On the other extreme, reflexive email creep can lead to your body on vacation while your brain is still at work. I’ve experienced starting a vacation week barely checking email, but by the end losing all discipline and falling back into normal checking patterns.
I think we’re experiencing a paradigm in what it means to really be on vacation. Being conscious about this can lead to the biggest work-related lifestyle improvement in the past 100 years - the ability to work effectively, remotely, for far more time than the typical US worker currently takes off as vacation time.
However we need common sense rules of thumb - its hard to imagine value created in a company where employees are at remote locations simply responding to each other for several weeks or months a year. And we need to shift our mind patterns - just because we can see the ocean or are deep in the mountains doesn’t mean the work stops.
Remote work is here to stay. But work means proactive work - kicking off new initiatives, selling, driving results. I can imagine personally being effective for 2 months or more in this pattern.
True vacation is something else. It’s reactive work. Whether this means its possible to unplug fully depends on many factors. Personally, I like to ensure value is building in my absence, which means responding to the occasional email or even ensuring a project stays in track.

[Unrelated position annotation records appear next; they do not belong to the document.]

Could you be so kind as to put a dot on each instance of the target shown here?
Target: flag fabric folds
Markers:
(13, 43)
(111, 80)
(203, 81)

In true vacation mode the key lies in conscious choices. If I need to check email, I do so consciously rather than reflexively. I am making a choice. I also take a few breaths before checking, to ensure that I’m centered. I also try to not engage in debates that can turn emotional and therefore spill into my subconscious throughout the time away - I stick to the basics.
I think solving the remote work / vacation / office time equation can allow us to live better lives, with more time experiencing and bonding with loved ones and friends. But if we’re not careful, we can sleepwalk into never really being on vacation, or potentially worse, work for companies where no real work is getting done.